IMA World Health
- Formation: 1960
- Founded at: Washington, D.C., United States
- Type: non profit
- Purpose: Global public health
- Key people: Daniel V. Speckhard President &(CEO)
- Website: imaworldhealth.org

= IMA World Health =

IMA World Health is an international, nonprofit health care service organization. IMA's stated purpose is to "provide health care…without bias, to vulnerable and marginalized people in the developing world." It is a member of the Corus International family of faith-based international development organizations, which include Lutheran World Relief, CGA Technologies, Ground Up Investing and Farmers Market Brands LLC.

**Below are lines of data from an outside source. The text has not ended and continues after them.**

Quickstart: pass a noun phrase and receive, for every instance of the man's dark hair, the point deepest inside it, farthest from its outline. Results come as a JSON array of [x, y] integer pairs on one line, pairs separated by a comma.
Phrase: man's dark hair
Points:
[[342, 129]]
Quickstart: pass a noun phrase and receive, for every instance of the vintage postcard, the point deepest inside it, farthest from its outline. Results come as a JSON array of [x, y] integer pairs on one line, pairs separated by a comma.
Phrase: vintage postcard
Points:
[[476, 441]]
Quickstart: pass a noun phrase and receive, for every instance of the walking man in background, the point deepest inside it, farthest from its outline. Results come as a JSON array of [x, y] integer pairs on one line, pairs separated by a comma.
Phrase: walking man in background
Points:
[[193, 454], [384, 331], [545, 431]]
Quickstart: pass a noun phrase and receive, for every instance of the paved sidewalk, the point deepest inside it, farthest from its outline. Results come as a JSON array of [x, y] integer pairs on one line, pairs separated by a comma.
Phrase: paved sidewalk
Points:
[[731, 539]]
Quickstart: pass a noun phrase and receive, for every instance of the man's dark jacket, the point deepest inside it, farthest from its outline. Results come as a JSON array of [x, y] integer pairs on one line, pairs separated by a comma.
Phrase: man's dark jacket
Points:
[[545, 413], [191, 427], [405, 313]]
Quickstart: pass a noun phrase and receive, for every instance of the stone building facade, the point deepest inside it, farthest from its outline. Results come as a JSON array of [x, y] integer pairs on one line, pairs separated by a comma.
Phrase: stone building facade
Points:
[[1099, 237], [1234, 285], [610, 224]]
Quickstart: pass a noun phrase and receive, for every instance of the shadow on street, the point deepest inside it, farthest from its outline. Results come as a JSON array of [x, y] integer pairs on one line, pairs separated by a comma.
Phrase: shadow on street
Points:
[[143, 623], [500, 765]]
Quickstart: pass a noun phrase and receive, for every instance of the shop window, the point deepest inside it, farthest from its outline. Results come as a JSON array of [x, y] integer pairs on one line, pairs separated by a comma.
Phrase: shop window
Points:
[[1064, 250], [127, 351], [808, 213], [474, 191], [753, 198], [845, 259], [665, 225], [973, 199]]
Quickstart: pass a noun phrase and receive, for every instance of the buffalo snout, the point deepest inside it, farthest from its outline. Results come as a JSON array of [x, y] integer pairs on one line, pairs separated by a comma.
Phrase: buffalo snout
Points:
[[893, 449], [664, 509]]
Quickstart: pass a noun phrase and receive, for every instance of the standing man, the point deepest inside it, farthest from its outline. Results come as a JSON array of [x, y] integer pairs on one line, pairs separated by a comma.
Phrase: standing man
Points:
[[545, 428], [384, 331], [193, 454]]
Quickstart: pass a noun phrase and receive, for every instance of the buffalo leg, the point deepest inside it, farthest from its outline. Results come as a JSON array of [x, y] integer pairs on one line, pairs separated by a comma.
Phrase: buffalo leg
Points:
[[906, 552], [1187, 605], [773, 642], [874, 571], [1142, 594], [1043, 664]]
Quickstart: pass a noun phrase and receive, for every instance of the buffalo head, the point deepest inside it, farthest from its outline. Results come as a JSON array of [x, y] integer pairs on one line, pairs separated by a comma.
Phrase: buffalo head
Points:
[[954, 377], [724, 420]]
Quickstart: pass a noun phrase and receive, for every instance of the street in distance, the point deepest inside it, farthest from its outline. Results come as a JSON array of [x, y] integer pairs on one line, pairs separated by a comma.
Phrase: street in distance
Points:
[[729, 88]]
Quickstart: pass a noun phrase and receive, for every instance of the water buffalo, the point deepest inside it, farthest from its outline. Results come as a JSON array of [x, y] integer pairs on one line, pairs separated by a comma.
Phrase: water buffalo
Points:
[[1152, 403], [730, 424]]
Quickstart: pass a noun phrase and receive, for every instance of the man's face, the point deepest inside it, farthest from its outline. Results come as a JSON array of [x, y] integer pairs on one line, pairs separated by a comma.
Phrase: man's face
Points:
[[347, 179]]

Daniel V. Speckhard serves as president and CEO for IMA World Health, headquartered in Washington, D.C., United States. IMA is a member of the Core Group for Child Survival, the Global Health Council, and the Partnership for Quality Medical Donations. In addition, IMA is registered with the U.S. Agency for International Development (USAID).

==History==

IMA World Health, also known as Interchurch Medical Assistance, was formed in 1960 as a coalition of a number of faith-based relief and development agencies. IMA's aim was to centralize and oversee requests for gifts-in-kind from pharmaceutical and medical supply manufacturers and appropriately channel them to healthcare facilities, refugee centers, and disaster relief programs. The organization began distributing the donations from a warehouse in Maryland. The warehouse was operated by one of IMA's sponsors, the Church of the Brethren. To date, the organization has managed over $1 billion in supplies and shipped them to 52 countries.

In addition to the distribution of needed medical supplies, IMA has provided medical services to people in areas devastated by civil strife and natural disaster. In 2010, three of the agency's own employees, including then-CEO Rick Santos, narrowly escaped death while working to end Lymphatic Filariasis (Elephantiasis) in Haiti. The workers spent 50 hours trapped in the rubble of a hotel in Port-au-Prince after an earthquake struck the region, but they were ultimately rescued. The organization responded to the disaster by providing medicine boxes and hygiene kits.

In the late 1990s, IMA World Health expanded its efforts to include the management of healthcare service projects in developing nations. The organization worked to build basic health systems and services, control diseases including HIV/AIDS and NTDs (Neglected Tropical Diseases), and foster local faith-based support. IMA also recruits personnel to serve in areas of need. Its workers are involved in projects in the Democratic Republic of Congo, Haiti, Southern Sudan, and Tanzania.